Dive Brief:
- Texas-based utility Oncor Electric Delivery Co. did not violate the National Labor Relations Act when it fired a field technician for giving disparaging testimony about its new smart meters during a state senate committee hearing, the District of Columbia U.S. Circuit Court of Appeals held April 28.
- According to the ruling in Oncor Electric Delivery Co. LLC v. National Labor Relations Board, the technician responded to outages, including alleged customer reports that Oncor’s new digital (smart) metering devices were burning up. The new meters also raised union concerns — the devices led to layoffs because they monitored customer usage remotely and eliminated the need for employees to read them manually, court documents said.

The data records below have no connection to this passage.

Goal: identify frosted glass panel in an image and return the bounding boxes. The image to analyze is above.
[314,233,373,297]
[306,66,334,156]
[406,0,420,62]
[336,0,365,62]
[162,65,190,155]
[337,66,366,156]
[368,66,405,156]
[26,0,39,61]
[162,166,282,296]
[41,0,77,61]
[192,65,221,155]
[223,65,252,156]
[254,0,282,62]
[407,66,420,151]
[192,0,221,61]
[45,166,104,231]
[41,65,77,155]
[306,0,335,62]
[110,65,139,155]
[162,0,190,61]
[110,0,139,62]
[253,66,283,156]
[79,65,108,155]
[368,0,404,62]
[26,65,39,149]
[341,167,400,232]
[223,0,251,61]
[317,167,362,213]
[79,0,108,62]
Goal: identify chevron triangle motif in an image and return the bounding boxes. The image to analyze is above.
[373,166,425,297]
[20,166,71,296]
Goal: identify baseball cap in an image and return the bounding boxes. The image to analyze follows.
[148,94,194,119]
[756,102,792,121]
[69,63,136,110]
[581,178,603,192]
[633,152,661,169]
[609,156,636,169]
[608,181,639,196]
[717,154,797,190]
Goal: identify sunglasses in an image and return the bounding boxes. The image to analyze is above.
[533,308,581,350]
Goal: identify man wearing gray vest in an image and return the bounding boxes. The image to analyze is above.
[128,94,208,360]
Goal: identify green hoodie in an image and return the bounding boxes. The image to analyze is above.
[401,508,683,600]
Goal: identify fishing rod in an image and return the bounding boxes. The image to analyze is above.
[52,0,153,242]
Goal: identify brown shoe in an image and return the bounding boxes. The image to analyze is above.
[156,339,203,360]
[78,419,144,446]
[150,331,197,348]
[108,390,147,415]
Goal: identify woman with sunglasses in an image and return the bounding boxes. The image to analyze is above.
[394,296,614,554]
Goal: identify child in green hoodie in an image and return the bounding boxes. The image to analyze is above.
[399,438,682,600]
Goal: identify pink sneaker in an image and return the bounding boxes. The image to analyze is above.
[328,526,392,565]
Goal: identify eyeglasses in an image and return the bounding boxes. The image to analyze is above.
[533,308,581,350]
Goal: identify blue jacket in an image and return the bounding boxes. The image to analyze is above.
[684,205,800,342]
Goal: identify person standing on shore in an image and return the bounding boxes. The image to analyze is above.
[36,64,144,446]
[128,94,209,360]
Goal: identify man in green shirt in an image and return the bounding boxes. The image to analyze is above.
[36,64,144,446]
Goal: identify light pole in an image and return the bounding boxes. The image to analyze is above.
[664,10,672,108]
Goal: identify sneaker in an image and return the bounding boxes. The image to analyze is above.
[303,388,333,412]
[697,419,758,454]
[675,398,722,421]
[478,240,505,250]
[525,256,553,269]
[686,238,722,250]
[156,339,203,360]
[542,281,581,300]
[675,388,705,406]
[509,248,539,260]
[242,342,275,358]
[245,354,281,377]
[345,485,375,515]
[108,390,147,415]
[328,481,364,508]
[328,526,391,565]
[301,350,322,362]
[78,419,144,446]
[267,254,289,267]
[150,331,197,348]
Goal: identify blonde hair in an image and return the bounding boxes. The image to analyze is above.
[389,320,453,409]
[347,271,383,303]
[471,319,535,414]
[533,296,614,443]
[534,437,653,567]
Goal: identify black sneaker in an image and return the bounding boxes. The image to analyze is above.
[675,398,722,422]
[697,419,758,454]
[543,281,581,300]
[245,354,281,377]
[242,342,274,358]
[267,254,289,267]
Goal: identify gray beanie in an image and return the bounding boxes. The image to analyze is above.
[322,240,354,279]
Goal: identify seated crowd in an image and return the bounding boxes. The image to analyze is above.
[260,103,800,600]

- The technician was also the spokesperson for the local unit of the International Brotherhood of Electrical Workers during negotiations to extend a collective bargaining agreement. The first negotiation took place the day before the senate hearing, and the technician told Oncor that if it could not reach an agreement, he would testify about the smart meters at the hearing, according to the record.
Dive Insight:
The parties didn’t reach a deal, and the next day, the technician testified about how his work orders increasingly involved smart meters burning up, the court noted. He also related that one customer told him she never had a problem until the digital meters were installed and that he heard of similar problems in other locations.
Oncor fired the technician for violating a company policy against providing misleading or fraudulent information to public officials, according to the record.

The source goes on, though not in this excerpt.